John “Jack” Swigert, Jr. was born on August 30, 1931, in Denver, Colorado. A graduate of East High School there, he earned a Bachelor of Science in Mechanical Engineering from the University of Colorado in 1953, a Master of Science in Aerospace Science from Rensselaer Polytechnic Institute in 1965, and a Master of Business Administration from the University of Hartford in 1967.
Swigert served with the Air Force from 1953 to 1956, including a tour as a fighter pilot in Japan and Korea. He then served with the Air National Guards of Massachusetts and Connecticut. Captain Swigert logged over 8,000 flight hours, including more than 6,430 in jet aircraft.
Jack Swigert was one of nineteen applicants selected by NASA in its fifth astronaut class, in April 1966. As backup Command Module pilot for Apollo 13, just days before the mission he had to replace the prime Command Module pilot, Thomas K. Mattingly, following Mattingly’s exposure to German measles.
Swigert, Spacecraft Commander Jim Lovell, Jr., and Lunar Module pilot Fred Haise, Jr. blasted off for the moon on April 11, 1970. Lovell and Haise were to have explored the lunar Fra Mauro Highlands while Swigert orbited the Moon in the command module but when they were more than 200,000 miles from Earth an oxygen tank in the service module ruptured, robbing the command ship of most of its power. The lunar landing mission was aborted, and Apollo 13 became a rescue mission. The crew retreated to their still-functioning lunar module, and, working with ground controllers, converted it into a lifeboat. By conserving electrical and other supplies they made it safely back to earth on April 17, 1970, after a harrowing journey. While passing over the far side of the moon at an altitude of 158 miles from the lunar surface, Apollo 13 was 248,655 miles from earth, a record-breaking distance that still stands for manned flight. In completing this, his only space flight, Swigert logged a total of 142 hours and 54 minutes in outer space.
Captain Swigert took a leave of absence from NASA in April 1973 to become Executive Director of the Committee on Science and Technology for the U.S. House of Representatives. He resigned from NASA and the committee in August 1977 to enter politics.

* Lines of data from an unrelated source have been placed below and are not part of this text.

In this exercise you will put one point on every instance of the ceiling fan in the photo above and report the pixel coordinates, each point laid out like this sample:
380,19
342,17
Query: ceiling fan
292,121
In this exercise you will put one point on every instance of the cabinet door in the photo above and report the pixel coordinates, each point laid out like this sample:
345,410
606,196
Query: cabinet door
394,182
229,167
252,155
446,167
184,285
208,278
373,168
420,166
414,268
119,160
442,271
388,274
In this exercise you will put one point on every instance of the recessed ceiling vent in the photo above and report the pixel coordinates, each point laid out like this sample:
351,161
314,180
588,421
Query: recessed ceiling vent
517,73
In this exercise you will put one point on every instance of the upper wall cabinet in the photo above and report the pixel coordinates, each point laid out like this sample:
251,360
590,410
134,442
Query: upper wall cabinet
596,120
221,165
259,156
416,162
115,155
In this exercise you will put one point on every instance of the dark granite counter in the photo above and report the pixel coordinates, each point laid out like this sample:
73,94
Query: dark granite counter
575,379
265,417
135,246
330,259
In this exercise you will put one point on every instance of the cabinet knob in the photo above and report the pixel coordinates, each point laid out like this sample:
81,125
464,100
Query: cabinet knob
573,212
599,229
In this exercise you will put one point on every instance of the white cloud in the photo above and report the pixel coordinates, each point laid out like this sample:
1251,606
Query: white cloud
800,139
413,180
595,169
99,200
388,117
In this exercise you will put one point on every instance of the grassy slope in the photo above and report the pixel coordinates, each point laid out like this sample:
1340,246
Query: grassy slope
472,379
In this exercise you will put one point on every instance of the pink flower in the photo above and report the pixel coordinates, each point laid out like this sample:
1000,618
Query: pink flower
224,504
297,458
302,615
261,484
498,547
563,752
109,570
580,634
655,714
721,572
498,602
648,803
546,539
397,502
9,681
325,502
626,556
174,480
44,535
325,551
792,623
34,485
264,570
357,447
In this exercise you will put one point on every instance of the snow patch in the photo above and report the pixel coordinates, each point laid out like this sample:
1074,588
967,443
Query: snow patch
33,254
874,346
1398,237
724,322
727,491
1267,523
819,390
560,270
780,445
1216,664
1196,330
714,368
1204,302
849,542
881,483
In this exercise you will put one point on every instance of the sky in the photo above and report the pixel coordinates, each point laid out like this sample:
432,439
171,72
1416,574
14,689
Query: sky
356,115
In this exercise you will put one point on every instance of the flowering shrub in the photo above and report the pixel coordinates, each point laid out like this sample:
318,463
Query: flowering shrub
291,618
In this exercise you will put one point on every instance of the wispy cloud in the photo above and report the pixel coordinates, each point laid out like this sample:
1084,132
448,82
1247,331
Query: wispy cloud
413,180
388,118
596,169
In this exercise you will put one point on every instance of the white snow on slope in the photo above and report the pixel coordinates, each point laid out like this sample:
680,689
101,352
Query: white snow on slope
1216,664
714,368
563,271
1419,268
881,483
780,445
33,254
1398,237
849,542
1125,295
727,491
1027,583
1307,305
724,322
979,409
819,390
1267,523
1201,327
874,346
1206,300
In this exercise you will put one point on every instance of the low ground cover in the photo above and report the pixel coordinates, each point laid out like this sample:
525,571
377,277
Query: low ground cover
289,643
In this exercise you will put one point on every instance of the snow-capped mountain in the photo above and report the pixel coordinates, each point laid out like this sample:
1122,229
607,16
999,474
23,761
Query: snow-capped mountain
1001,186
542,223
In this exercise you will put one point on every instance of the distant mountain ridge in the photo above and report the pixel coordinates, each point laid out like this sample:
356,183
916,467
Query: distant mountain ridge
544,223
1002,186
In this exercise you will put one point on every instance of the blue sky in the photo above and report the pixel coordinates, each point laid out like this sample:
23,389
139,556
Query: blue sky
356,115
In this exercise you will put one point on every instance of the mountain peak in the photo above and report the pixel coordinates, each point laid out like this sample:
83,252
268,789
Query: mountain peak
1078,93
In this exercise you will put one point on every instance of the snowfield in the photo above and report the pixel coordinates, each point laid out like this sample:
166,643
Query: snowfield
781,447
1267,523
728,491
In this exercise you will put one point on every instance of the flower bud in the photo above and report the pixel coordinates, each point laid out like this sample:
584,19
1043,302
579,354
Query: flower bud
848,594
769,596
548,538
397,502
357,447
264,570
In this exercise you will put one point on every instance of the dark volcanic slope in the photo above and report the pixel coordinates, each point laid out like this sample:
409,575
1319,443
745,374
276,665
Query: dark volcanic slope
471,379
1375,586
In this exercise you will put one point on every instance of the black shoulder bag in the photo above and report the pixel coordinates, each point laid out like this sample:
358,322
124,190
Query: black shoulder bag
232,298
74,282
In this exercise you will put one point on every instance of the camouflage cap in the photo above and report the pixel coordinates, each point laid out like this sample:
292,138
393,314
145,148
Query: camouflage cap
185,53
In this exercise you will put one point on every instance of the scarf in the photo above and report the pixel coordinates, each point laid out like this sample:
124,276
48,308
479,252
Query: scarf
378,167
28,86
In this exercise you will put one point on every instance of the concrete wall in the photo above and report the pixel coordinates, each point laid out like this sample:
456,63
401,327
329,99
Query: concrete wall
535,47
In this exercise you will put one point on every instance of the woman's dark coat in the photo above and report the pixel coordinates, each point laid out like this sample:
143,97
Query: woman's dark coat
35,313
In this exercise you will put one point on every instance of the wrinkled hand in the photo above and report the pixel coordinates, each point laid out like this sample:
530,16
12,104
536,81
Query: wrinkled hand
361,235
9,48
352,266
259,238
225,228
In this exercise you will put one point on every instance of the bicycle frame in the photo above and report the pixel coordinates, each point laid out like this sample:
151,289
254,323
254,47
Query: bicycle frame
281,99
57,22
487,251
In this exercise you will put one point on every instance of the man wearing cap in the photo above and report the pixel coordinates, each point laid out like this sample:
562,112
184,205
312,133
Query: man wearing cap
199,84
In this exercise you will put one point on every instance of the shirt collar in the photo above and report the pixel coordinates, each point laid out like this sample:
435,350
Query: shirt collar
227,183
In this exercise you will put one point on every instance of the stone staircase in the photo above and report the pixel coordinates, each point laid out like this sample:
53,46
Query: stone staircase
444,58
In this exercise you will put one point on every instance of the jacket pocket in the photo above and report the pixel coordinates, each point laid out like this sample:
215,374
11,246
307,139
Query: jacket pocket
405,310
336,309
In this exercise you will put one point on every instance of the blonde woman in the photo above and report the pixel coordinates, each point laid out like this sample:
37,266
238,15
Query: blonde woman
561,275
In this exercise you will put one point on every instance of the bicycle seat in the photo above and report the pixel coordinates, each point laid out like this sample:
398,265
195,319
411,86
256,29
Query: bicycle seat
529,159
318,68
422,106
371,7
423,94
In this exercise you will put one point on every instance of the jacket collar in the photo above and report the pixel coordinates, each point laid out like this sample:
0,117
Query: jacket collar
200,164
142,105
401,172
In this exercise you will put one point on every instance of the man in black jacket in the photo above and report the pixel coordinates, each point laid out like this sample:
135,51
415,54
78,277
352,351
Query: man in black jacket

In 1979, Swigert became Vice President of B.D.M. Corporation, Golden, Colorado. In November 1982, he was elected to the U.S. House of Representatives. Jack Swigert died in Washington, D.C. on December 27, 1982, of bone cancer, before he could be sworn in.
Swigert received many awards in his career, including the Presidential Medal for Freedom in 1970 and the NASA Distinguished Service Medal, the American Astronautical Society Flight Achievement Award for 1970, the AIAA Haley Astronautics Award for 1971, and the AIAA Octave Chanute Award for 1966, the Colorado University’s Distinguished Alumnus Award in 1970, the City of New York Gold Medal in 1970, and the City of Houston Medal for Valor in 1970.
In 1983 the Space Foundation was founded, in part to honor the memory and accomplishments of astronaut John L. “Jack” Swigert, Jr. Based in Colorado Springs, Colorado, the Space Foundation created the John L. “Jack” Swigert, Jr., Award For Space Exploration in 2004 in tribute to his enduring legacy of space exploration. In June 1986, the Air Force dedicated the Jack Swigert Space Operations Facility, part of the satellite network control system, at Schriever Air Force Base near Colorado Springs.